Com a chancela dos apoiadores ilustres, a candidata apresentou-se como a genuína opção de mudança, sob o argumento de que Melo e seu partido já haviam governado a cidade. Em diferentes ocasiões, Manuela disse que trabalhava “para repor a verdade nas eleições”:
— A verdade sobre quem sou, diante de mais de 600 mil fake news distribuídas, e a verdade sobre aquilo que meu adversário representa: a velha política, os governos que abandonaram obras, que deixaram crianças sem vagas em creches, que fizeram a licitação que trouxe a passagem de ônibus mais cara entre as capitais.
Do outro lado, a campanha de Melo enfatizou a promessa de reabrir a cidade a partir de 1º de janeiro, mesmo com o avanço da pandemia, e apostou no discurso da retomada econômica. Colou no postulante a imagem de "gestor experiente" e alheio a questões ideológicas, ao passo que Manuela recebeu a pecha de "candidata comunista" disposta a "estatizar tudo".
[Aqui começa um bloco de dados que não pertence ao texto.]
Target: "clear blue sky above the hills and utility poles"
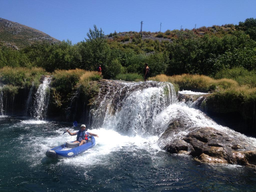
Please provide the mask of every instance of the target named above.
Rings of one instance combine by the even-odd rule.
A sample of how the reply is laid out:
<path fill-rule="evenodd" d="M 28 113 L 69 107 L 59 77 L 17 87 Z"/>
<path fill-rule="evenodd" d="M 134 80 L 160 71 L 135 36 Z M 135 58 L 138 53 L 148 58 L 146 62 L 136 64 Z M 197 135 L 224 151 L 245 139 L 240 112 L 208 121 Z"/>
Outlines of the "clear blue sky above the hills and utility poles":
<path fill-rule="evenodd" d="M 256 18 L 255 0 L 0 0 L 0 17 L 59 40 L 84 40 L 95 24 L 104 34 L 238 24 Z"/>

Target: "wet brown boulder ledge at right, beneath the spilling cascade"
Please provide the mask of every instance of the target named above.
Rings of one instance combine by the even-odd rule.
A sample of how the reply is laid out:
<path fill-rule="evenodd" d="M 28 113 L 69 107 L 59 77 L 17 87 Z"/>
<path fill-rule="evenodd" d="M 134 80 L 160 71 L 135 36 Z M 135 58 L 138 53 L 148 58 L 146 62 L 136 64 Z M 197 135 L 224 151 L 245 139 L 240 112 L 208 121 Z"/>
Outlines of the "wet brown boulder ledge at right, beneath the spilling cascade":
<path fill-rule="evenodd" d="M 169 122 L 159 138 L 169 153 L 187 154 L 204 163 L 228 163 L 256 167 L 256 140 L 231 129 L 193 126 L 189 118 Z"/>

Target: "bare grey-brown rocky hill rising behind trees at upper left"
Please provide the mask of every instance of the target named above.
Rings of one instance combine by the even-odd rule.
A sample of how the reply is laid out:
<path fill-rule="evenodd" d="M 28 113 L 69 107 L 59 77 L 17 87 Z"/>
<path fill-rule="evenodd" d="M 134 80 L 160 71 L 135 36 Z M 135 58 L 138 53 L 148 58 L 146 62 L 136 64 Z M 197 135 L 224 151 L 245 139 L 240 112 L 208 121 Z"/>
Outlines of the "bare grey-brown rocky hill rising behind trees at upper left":
<path fill-rule="evenodd" d="M 52 43 L 59 41 L 37 29 L 0 18 L 0 41 L 5 45 L 19 49 L 41 40 Z"/>

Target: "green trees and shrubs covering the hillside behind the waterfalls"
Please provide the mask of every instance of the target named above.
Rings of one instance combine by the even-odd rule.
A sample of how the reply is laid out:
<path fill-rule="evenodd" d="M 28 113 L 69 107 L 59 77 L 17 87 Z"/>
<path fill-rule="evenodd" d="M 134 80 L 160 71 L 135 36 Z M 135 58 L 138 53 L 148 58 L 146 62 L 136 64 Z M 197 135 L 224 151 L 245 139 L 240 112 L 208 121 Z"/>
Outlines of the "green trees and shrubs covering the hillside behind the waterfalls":
<path fill-rule="evenodd" d="M 10 28 L 16 26 L 7 24 Z M 186 73 L 220 78 L 219 71 L 242 68 L 250 72 L 247 77 L 250 76 L 251 80 L 247 85 L 251 83 L 249 86 L 254 87 L 254 72 L 251 71 L 256 68 L 255 32 L 254 18 L 235 26 L 214 25 L 193 30 L 166 30 L 164 33 L 144 31 L 143 34 L 129 31 L 105 35 L 94 25 L 87 38 L 74 45 L 69 40 L 55 44 L 44 40 L 13 50 L 0 43 L 0 68 L 40 67 L 47 72 L 79 68 L 94 71 L 101 65 L 103 78 L 130 81 L 141 79 L 145 63 L 151 69 L 151 77 Z M 19 32 L 15 38 L 18 35 Z M 241 84 L 237 78 L 234 80 Z"/>

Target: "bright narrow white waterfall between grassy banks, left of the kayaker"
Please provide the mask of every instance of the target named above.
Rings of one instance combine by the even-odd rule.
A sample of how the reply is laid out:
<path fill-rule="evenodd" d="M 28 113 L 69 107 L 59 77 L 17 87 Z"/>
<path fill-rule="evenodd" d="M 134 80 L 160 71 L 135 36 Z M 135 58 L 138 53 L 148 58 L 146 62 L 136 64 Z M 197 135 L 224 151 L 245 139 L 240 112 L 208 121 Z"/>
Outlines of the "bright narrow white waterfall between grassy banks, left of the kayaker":
<path fill-rule="evenodd" d="M 45 77 L 44 81 L 40 84 L 35 94 L 35 101 L 33 105 L 33 116 L 35 119 L 44 120 L 47 115 L 48 103 L 49 103 L 49 85 L 51 77 Z"/>

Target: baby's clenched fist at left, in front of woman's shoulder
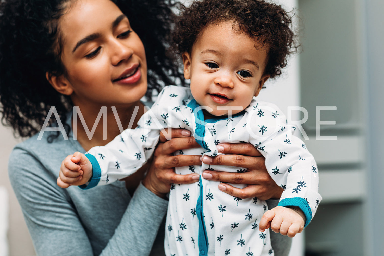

Com o acirramento dos ânimos nos últimos dias, os rivais acusaram a ex-deputada de “rebaixar o nível” do pleito, ao dizer que aliados de Melo eram racistas, enquanto carros de som percorriam a cidade sugerindo que, se Manuela vencesse, as pessoas teriam de “comer carne de cachorro” e “igrejas seriam fechadas”.
Ao final, Melo foi o escolhido nas urnas, mas Manuela, apesar do fracasso, saiu maior do que no início da disputa. Mostrou força política, provou ter capacidade de mobilizar e aglutinar a esquerda e se credenciou a trilhar novos caminhos. A próxima eleição é logo ali.